NASCAR has declared Chase Elliott the winner of Sunday’s Cup race after the cars of the top two finishers, Denny Hamlin and Kyle Busch, both failed post-race inspection.

“We were shocked to learn of the infraction that caused our two cars to fail NASCAR’s post-race technical inspection,” car owner Joe Gibbs said in a statement Sunday night. “We plan to review every part of the process that led to this situation.”

This is the first time since NASCAR instituted a disqualification policy in 2019 that a Cup winner has been disqualified.

The Associated Press reported that NASCAR believed the last time it disqualified an apparent winner was April 17, 1960, when Emanuel Zervakis’ victory at Wilson Speedway in North Carolina was thrown out because of an oversized fuel tank. Joe Weatherly was declared the winner of that race.

Hamlin was credited with 35th. Busch was credited with last in the 36-car field.

Joe Gibbs Racing can appeal the penalty. NBC Sports has reached out to a spokesperson for the team. The team has until 12 p.m. ET Monday to file an appeal. A hearing will be expedited and likely heard Wednesday of Thursday. It would be NASCAR’s goal to have the matter resolved before next Sunday’s Cup race at the Indianapolis Motor Speedway road course.

NASCAR found an issue with the front fascia of both cars, stating there was material there that should have not been.

Brad Moran, managing director of the Cup Series, told the media in Pocono that the issue discovered impacts the “aero of the vehicle.”

He also said that “there really is no reason why there was some material that was somewhere it shouldn’t have been. That does basically come down to a DQ.”

Moran said NASCAR would take both vehicles to the NASCAR R&D Center in Concord, North Carolina. The cars will be further inspected there.

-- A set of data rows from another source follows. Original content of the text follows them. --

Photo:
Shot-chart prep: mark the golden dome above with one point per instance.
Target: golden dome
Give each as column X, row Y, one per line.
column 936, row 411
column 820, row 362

NASCAR stated it could not go into many details because the penalty can be appealed.

NASCAR did state that this issue was found in post-race inspection because that is when NASCAR removes a portion of the car’s wrap as part of the teardown. NASCAR does not remove a car’s wrap in pre-race inspection.

The announcement was made about two hours after Hamlin crossed the finish line ahead of Busch.